Most alarming, the Sierra Nevada snowpack which is essential to maintain water supplies across the State as the snow melts through the Summer growing season has been measured across the Sierra's "at or below the lowest on record" which includes data back to 1950. The Weekly Drought Briefing states "Electronic snow sensors indicate the Northern Sierra snowpack is at 14% of average to date, the Central Sierra is at 18% of average to date, and the Southern Sierra is at 19% of average to date."
Even after a Winter that did see some significant precipitation, reservoir levels as of March 15 are still low according to the Drought Briefing. The largest water reservoirs in the state are:
- Castaic Lake 29% of capacity
- Don Pedro 43% of capacity
- Exchequer 9% of capacity
- Folsom Lake 59% of capacity
- Lake Oroville 50% of capacity
- Lake Perris 37% of capacity
- Millerton Lake 39% of capacity
- New Melones 25% of capacity
- Pine Flat 17% of capacity
- San Luis 68% of capacity
- Lake Shasta 58% of capacity
- Trinity Lake 48% of capacity
Will Vegas Lose the Bet?
The drought is not only affecting California, but also a vast area of the Western part of the United States. Lake Mead, which provides 90% of the water for Las Vegas is 145 feet below normal levels. The lake is expected to drop another 20 feet by June of 2016. It is close to the point that the water intake pipes that carry water to Vegas will be above the water and "sucking on air" as detailed in this Telegraph article. A new 1.5 billion water intake pipe and pumping station will soon be finished and in operation in case that happens. But even this is not viewed as a long term solution. If the water levels keep dropping the Hoover Dam, which holds back the Colorado River and formed Lake Mead, would lose the ability to generate electricity. The Colorado River, the only major river in the southwest part of the United States, is drying up itself. Its basin supplies water to about 40 million people in seven states, and irrigates roughly four million acres of farmland.
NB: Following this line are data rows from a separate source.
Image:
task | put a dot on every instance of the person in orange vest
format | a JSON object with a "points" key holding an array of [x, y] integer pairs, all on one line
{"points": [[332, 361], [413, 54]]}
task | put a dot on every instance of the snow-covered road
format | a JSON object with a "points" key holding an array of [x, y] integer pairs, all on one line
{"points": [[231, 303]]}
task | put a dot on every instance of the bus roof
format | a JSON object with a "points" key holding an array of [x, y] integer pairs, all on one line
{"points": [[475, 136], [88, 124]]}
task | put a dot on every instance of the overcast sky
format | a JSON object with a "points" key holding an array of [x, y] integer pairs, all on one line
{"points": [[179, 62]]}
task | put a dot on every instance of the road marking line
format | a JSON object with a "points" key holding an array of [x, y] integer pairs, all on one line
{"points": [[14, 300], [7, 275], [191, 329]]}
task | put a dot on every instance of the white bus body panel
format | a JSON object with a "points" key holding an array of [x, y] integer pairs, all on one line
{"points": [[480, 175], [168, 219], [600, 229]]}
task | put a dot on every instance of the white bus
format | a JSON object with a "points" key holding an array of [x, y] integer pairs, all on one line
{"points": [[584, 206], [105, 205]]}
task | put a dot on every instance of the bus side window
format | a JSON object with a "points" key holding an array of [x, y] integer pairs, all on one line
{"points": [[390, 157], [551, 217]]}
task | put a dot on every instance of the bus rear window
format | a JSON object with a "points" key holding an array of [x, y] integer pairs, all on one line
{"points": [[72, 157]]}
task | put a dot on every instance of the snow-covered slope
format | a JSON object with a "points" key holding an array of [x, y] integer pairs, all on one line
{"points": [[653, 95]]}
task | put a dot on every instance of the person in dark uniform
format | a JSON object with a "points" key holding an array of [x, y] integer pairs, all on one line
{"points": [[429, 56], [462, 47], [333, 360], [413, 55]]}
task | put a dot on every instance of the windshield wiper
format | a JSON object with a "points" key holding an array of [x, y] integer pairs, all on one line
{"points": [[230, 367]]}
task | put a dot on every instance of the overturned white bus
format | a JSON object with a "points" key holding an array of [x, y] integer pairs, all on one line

Maybe this explains the recent driving push of US agribusiness interests to grab fertile agriculture land in Ukraine's soil rich western regions. In the least it portends a crisis which no one is yet discussing openly, neither in the USA or internationally. And it raises the issue of why is Washington spending billions of dollars to arm an Islamic army to overthrow the Assad Government and to prop up the government of Ukraine, while ignoring a crisis that can lead to the loss of perhaps 1/3 of the US food supply and threaten the very lives of more than 40 million Americans. Are the lives of that many Americans not a "National Security" Issue?
The irony may be that in order to save the lives of millions of Americans living in coastal cities like San Diego and Los Angeles, President Obama may have to ask Vladimir Putin for the use of floating nuclear reactors to desalinate seawater for the use of those cities.